The Ebola outbreak has brought home how vital the need is for skilled, frontline healthcare workers. How can business, government and NGOs work together to swell their numbers?

Frontline health staff, such as community health workers and midwives, are the backbone of resilient, responsive health systems in developing countries. Skilled in dealing with everyday health challenges, including malaria and malnutrition, they can reach patients in even the most remote areas, helping them get the care and treatment they need.

But there are simply not enough of them. The World Health Organization estimates a global shortage of about 7.2 million health workers, and that is projected to grow to 12.9 million over the next two decades as populations expand.

A dearth of these essential workers can leave health systems vulnerable to shocks – as the Ebola outbreak in west Africa has so painfully illustrated. Many health workers lost their lives to the epidemic and the sudden demands of managing Ebola left clinics and hospitals unable to sustain their usual levels of care for diseases such as malaria.

Swelling the ranks of frontline health workers can strengthen health systems, enabling them to anticipate, prevent and manage healthcare needs. Not only does this help keep communities healthy, but it can help them to thrive economically too, with more people able to go to work and school.

Businesses are looking for innovative ways to support health worker training. Healthcare company GSK is reinvesting 20% of profits made in least-developed countries back into supporting the training of health workers in those countries along with three NGOs: Amref Health Africa, Care International and Save the Children.

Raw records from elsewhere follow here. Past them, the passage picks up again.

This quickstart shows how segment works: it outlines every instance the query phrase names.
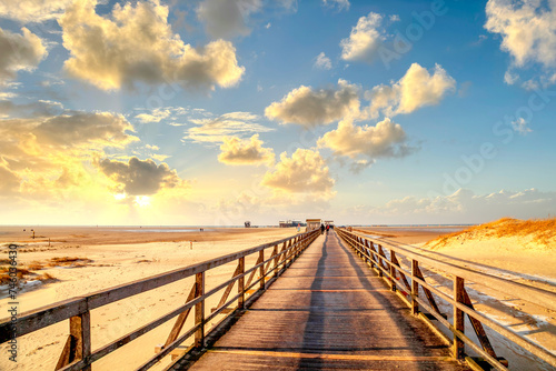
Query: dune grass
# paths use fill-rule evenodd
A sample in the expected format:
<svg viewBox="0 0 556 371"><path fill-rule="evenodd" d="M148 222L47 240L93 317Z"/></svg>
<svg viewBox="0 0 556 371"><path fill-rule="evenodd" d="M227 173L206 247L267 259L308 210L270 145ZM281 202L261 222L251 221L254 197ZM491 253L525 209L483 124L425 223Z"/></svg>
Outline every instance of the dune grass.
<svg viewBox="0 0 556 371"><path fill-rule="evenodd" d="M513 219L502 218L484 224L473 225L463 231L441 235L428 242L434 248L446 245L457 239L474 239L478 237L533 237L532 241L548 245L550 240L556 239L556 218L549 219Z"/></svg>

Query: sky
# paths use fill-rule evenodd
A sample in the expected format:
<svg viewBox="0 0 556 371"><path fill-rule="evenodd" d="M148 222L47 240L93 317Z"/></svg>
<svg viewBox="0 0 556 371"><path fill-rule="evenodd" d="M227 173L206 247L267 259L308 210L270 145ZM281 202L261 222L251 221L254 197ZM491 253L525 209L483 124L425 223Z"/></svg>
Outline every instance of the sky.
<svg viewBox="0 0 556 371"><path fill-rule="evenodd" d="M556 0L0 2L0 223L556 212Z"/></svg>

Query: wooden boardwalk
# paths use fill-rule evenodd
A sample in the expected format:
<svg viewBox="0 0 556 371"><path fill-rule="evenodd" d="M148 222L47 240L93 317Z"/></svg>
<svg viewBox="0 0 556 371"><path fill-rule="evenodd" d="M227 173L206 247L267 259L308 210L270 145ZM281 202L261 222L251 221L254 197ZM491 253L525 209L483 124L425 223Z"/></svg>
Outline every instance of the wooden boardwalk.
<svg viewBox="0 0 556 371"><path fill-rule="evenodd" d="M468 370L449 355L331 231L190 369Z"/></svg>

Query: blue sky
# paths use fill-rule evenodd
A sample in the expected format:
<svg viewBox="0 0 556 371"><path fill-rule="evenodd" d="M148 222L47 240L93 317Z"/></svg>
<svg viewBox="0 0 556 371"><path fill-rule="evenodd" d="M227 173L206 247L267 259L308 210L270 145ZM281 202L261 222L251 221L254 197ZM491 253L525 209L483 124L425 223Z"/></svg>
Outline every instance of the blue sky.
<svg viewBox="0 0 556 371"><path fill-rule="evenodd" d="M0 6L4 224L556 210L556 3Z"/></svg>

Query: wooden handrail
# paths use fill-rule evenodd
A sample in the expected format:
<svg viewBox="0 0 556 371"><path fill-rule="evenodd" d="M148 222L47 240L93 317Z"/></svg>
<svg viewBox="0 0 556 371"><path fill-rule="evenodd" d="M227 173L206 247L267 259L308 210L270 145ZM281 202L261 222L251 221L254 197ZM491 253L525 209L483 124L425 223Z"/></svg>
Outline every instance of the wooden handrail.
<svg viewBox="0 0 556 371"><path fill-rule="evenodd" d="M236 300L238 301L238 308L241 309L245 303L247 290L255 287L256 284L260 284L259 290L265 290L265 280L269 272L272 274L277 274L280 267L282 267L282 269L289 267L288 259L289 262L291 262L291 260L298 257L301 251L305 250L305 248L307 248L317 237L318 231L314 230L302 234L285 238L278 241L260 244L255 248L211 259L198 264L188 265L147 279L137 280L131 283L120 284L87 295L60 301L22 313L18 318L16 324L11 321L10 318L3 319L0 321L0 343L13 339L13 334L16 334L16 337L22 337L60 321L70 320L70 334L62 350L62 354L59 359L56 370L90 370L92 362L123 347L125 344L159 327L168 320L178 317L177 323L172 328L170 337L168 338L162 350L138 369L147 370L192 335L195 335L195 345L202 347L205 339L205 324L208 322L208 319L212 319L216 314L221 312L221 310L231 305ZM280 244L282 244L282 248L278 252L278 247ZM264 251L265 249L269 248L272 248L275 253L270 257L270 259L265 260ZM254 253L257 253L258 255L257 262L255 263L255 267L246 269L245 258ZM234 277L230 280L220 283L216 288L212 288L211 290L206 292L205 272L232 261L238 261L238 270L234 274ZM269 270L269 264L272 261L275 265ZM267 262L268 265L265 269L265 263ZM259 271L259 278L255 280L255 283L250 283L254 278L254 274L251 274L247 284L245 284L245 277L249 273L255 273L257 270ZM153 290L193 275L196 278L193 289L191 290L189 297L187 298L187 302L183 305L117 339L116 341L112 341L111 343L101 347L100 349L91 351L90 311L92 309L103 307L109 303L130 298L136 294ZM218 291L228 288L235 282L238 282L238 294L228 301L225 300L226 303L224 303L218 311L209 315L208 319L205 318L205 300L208 297L217 293ZM187 319L187 315L193 308L195 325L186 331L185 334L178 338L178 334ZM13 328L14 325L16 328Z"/></svg>
<svg viewBox="0 0 556 371"><path fill-rule="evenodd" d="M356 230L357 231L357 230ZM394 283L396 281L396 271L400 274L406 274L410 277L411 282L407 282L407 280L403 280L406 289L410 291L411 301L407 301L404 295L401 298L411 308L411 313L414 315L418 314L419 305L423 309L426 309L430 314L433 314L440 324L445 325L448 330L454 333L453 341L453 353L455 358L464 357L463 344L468 344L473 350L484 357L495 369L497 370L507 370L507 361L497 358L494 349L490 345L490 342L483 329L483 324L489 327L492 330L498 332L504 335L506 339L516 343L517 345L526 349L530 353L546 361L547 363L556 367L556 355L537 343L522 337L520 334L512 331L505 325L494 321L480 312L476 311L473 307L470 299L466 292L465 283L466 281L473 281L478 285L488 287L489 289L494 289L504 293L512 294L516 297L516 292L520 293L520 298L523 300L533 302L537 305L544 307L549 310L556 309L556 293L546 291L543 289L537 289L533 287L528 287L523 283L512 282L498 277L494 277L487 273L477 272L467 268L461 268L448 262L439 261L430 257L421 255L408 249L404 249L400 247L389 245L386 249L390 250L390 260L387 259L386 254L377 252L374 249L374 242L360 234L356 234L354 232L349 232L345 229L337 229L340 238L348 243L356 252L369 263L369 265L380 273L383 279L385 279L393 290L396 289ZM359 233L361 233L359 231ZM369 251L369 247L370 250ZM381 251L381 249L378 249ZM411 272L404 270L399 265L398 259L396 259L396 254L405 255L410 260ZM383 265L383 261L386 262L387 268ZM444 272L444 275L454 280L454 290L453 295L438 290L434 285L427 283L423 273L420 273L419 264L426 263ZM441 274L441 273L440 273ZM423 301L418 297L418 287L421 285L424 291L427 293L428 303ZM477 285L474 285L474 289L477 290ZM431 292L436 293L439 298L446 300L449 304L454 307L454 325L451 325L445 317L438 311L436 307L436 302L431 295ZM523 295L523 297L522 297ZM463 315L467 314L469 320L471 321L474 331L476 332L477 339L479 339L480 344L474 343L464 333L463 327Z"/></svg>

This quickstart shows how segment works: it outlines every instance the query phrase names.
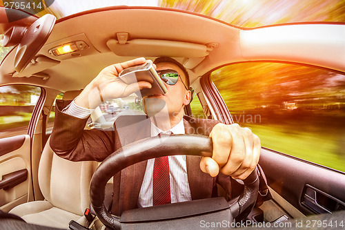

And as part of a broader five-year strategic partnership, GSK and Save the Children are working together to strengthen health systems by developing child-friendly medicines, engaging in proactive disaster relief, and advocating universal health coverage.

So what are the best ways to increase the number of frontline health workers? What role should the government play in supporting the training and development of frontline health workers? How can the public and private sector, and NGOs, work in partnership to support them? And what is the interconnection between a strong health system and sufficient numbers of well-trained health workers?